Technology Resume Myths

By Jennifer Hay There is a lot of technical resume writing advice that is really awful. Everyone and his dog is offering suggestions on how you can improve your IT resume.  They are proclaiming that they are the leading IT Resume Writing Service or the #1 Service in IT Professional Resume Writing. Unfortunately, it is difficult to know what is good IT resume writing advice and what is just awful.

The large technical job sites have to publish lots of articles about data engineer resumes, data scientist resumes, data analyst resumes, software engineer resumes, developer resumes, etc.  Much of it isn’t original thought, but the same advice from one article to the next. Most often, the person who writes these articles is not an actual resume writer but are someone who is obligated day in and day out to create articles about resume writing.

Here are some examples of resume advice that looks good on the surface, but ultimately fails.

 

Use a very attractive resume format that draws the reader into your experience. 

I wish that getting resumes noticed was this easy. There are a lot of ‘resume writers’ who will take your resume content and for only $50-$100 put the language into an eye-catching format. Unfortunately, most companies use Applicant Tracking Systems (ATS). These systems parse the data from your resume and put it into a database.

During this process, you will lose all the fancy formatting and only the content will be seen. Does anyone remember the old mantra – CONTENT IS KING!  In technical resume writing, this is absolutely true. You can use an attractive format but if you don’t thoroughly test it, it will end up looking like a bunch of code.

 

Submit your resume in a PDF format so that it always looks good and can’t be modified.

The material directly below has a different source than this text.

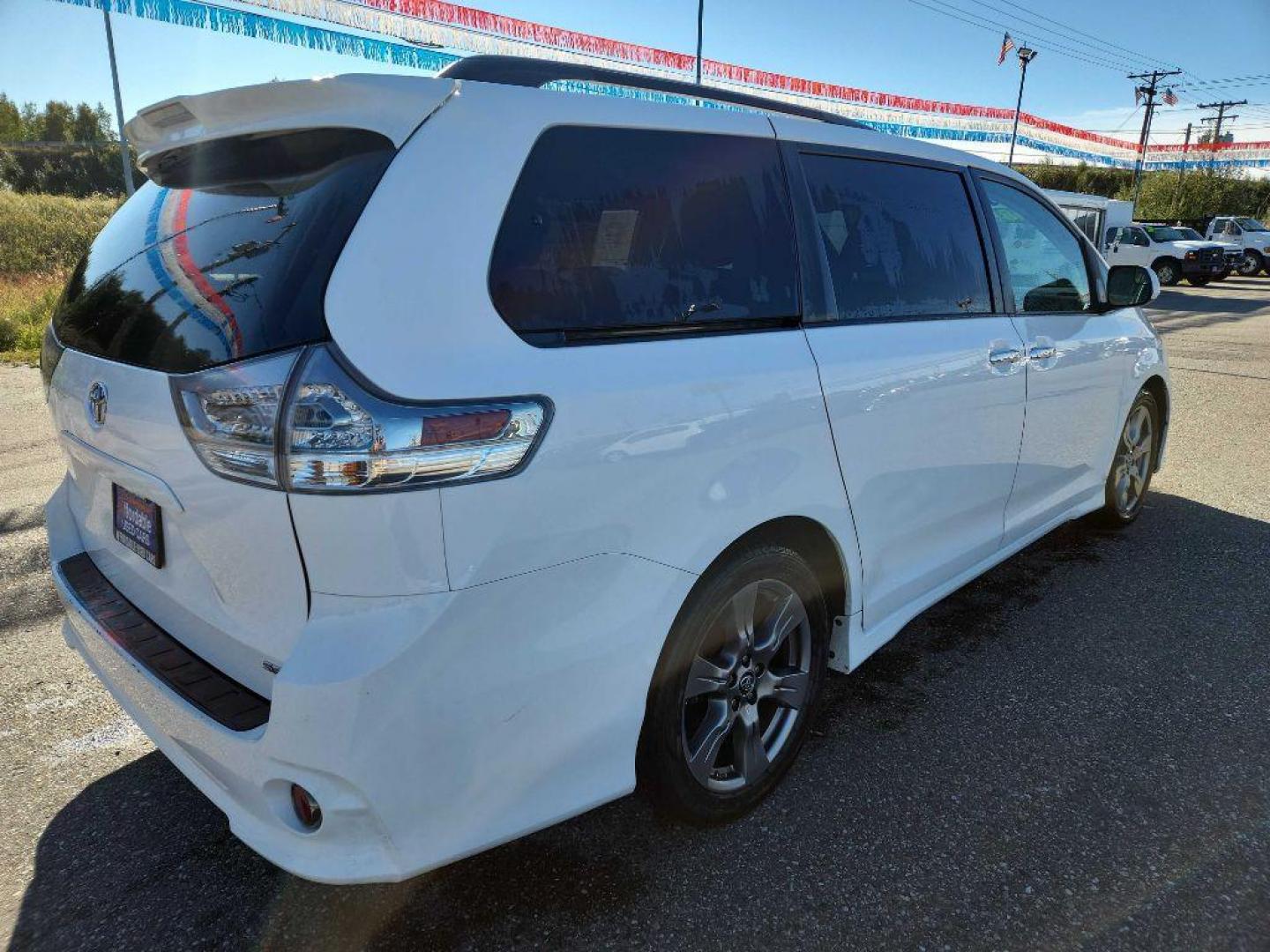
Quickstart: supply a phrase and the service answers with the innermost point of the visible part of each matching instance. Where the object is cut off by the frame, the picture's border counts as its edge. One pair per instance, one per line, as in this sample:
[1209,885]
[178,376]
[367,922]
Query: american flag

Those same Applicant Tracking Systems (ATS) that I mentioned above, typically don’t like PDF versions. As a technology professional, you already know that unintended embedded code can wreak havoc either as technical debt or by screwing up your beautiful user interface.

When I tested a client’s PDF version, this is what I found using a text editor.

<</Filter/FlateDecode/First 96/Length 1214/N 12/Type/ObjStm>>stream hfiƒVYO‰8˛+~çP|€ëFH–=–Ï Õ,£mÒË,DÍK›AZ˛˝|U9:in^VQ…qπ.ªæ*[{)§–^ ïb–”(FÂ0Za=Õù∞ŧºpë¯ADM¸(îS˚T(/ÒCR`·À∆j1IFÉ¡q∂…ßB; W◊_ø&Æߢ∫X‹Ì綢¢, «˝‰”ø+6Â˙qÔh∫º…˜ìÒ√j5ÀÁXÚ:Gõ[ö()]2 «y

TEST, TEST, TEST before you hit the final submit button. You don’t want to take any chances with your job search.

 

Avoid ‘Responsible for…’ because each bullet item should start with an active verb to show the people in action.

Sometimes, you have a list of tasks that are really important to include in your resume, but you don’t want to take up a lot of valuable space. The following bullet items are good examples of how this can be done effectively.

 Technology Resume Myths Summary

In technical resume writing there really aren’t hard and fast rules to follow. The best advise that I can provide is to make sure your IT  resume is easy to understand and not just a list of technologies and generic statements.